B. Contenu de la notification et respect du contradictoire
La lettre de notification indiquait le fondement juridique, le motif tiré des conditions de prise en charge, la période, le montant, les voies et délais, ainsi que l’existence d’annexes récapitulatives. Les tableaux précisaient dates, trajets et montants réclamés, permettant l’appréciation de l’étendue de l’obligation. La transmission des bons et factures au début de l’instance a complété l’information utile.
La cour en déduit, sans ambiguïté, que « dès lors, le principe du contradictoire a bien été respecté ». Aucun texte n’impose à l’organisme la communication préalable des pièces justificatives avant la saisine du juge, dès lors que le destinataire identifie la cause, la nature et le montant des sommes, et peut formuler des observations.

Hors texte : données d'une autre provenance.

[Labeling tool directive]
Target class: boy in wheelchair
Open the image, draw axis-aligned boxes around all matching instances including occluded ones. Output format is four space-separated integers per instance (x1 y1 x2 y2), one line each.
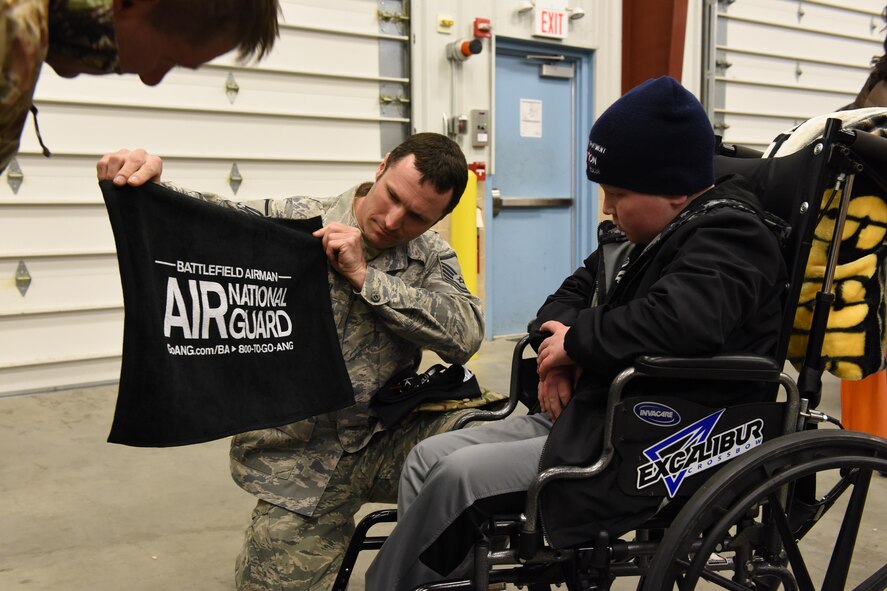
366 77 786 591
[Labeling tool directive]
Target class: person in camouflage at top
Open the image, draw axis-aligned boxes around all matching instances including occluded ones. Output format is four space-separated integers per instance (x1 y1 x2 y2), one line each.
0 0 279 172
97 133 484 591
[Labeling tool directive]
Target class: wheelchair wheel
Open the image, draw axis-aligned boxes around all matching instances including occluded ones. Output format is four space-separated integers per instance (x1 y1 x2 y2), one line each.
642 430 887 591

II. Bien‑fondé de l’indu et imputabilité au praticien
A. Transports vers une UEM hors du champ de l’article R. 322‑10
La juridiction retient une lecture stricte des cas de prise en charge. Elle relève ainsi que « il ressort du b) de l’article R. 322‑10 du code de la sécurité sociale que seuls les trajets liés aux traitements ou examens prescrits par le médecin […] peuvent être pris en charge par la caisse ». Les trajets litigieux reliaient le domicile à une unité d’enseignement, et n’étaient pas ordonnés en vue d’examens ou de traitements déterminés.
Surtout, la cour caractérise la nature de l’établissement accueillant les enfants, en jugeant que « ces unités constituent une modalité de scolarisation […] sans pour autant recouvrir la qualification d’espace de soins et de traitement ». Partant, les prescriptions ne pouvaient fonder un remboursement au titre du b) ni entrer dans le f), réservé à des structures expressément visées par le texte. Elle conclut que les transports ne relèvent pas du régime de prise en charge, de sorte que « ces derniers ne relevant pas du b) de l’article R. 322‑10 du code de la sécurité sociale ».
B. Identification du débiteur au moyen de la carte de professionnel de santé
La cour précise la règle d’imputabilité en matière de flux électroniques de santé. Elle énonce que « il résulte des articles L. 161‑33, R. 161‑40, R. 161‑42 et R. 161‑58 du code de la sécurité sociale que le professionnel de santé débiteur de l’indu est celui dont l’identifiant personnel figure sur les feuilles de soin transmises à la caisse ». L’usage de la carte de professionnel de santé engage l’auteur identifié, la signature électronique rendant le document opposable à son signataire.
En l’espèce, une prescription avait été émise au moyen de l’identifiant du titulaire, tandis qu’une seconde avait été transmise ensuite par le même canal. L’argument tiré d’un usage contraint de la carte par un remplaçant n’est pas démontré, et ne fait pas obstacle à l’opposabilité des flux signés. L’organisme a d’ailleurs ajusté le quantum pour tenir compte d’exécutions excédant la prescription, ramenant l’indu à 31 609,20 euros.
La demande indemnitaire est enfin rejetée, la cour rappelant la logique des contrôles a posteriori et l’absence de faute prouvée de l’organisme dans la survenance du dommage allégué. L’équilibre entre célérité des paiements et vérifications ultérieures demeure conforme au droit positif, sans créer de responsabilité autonome.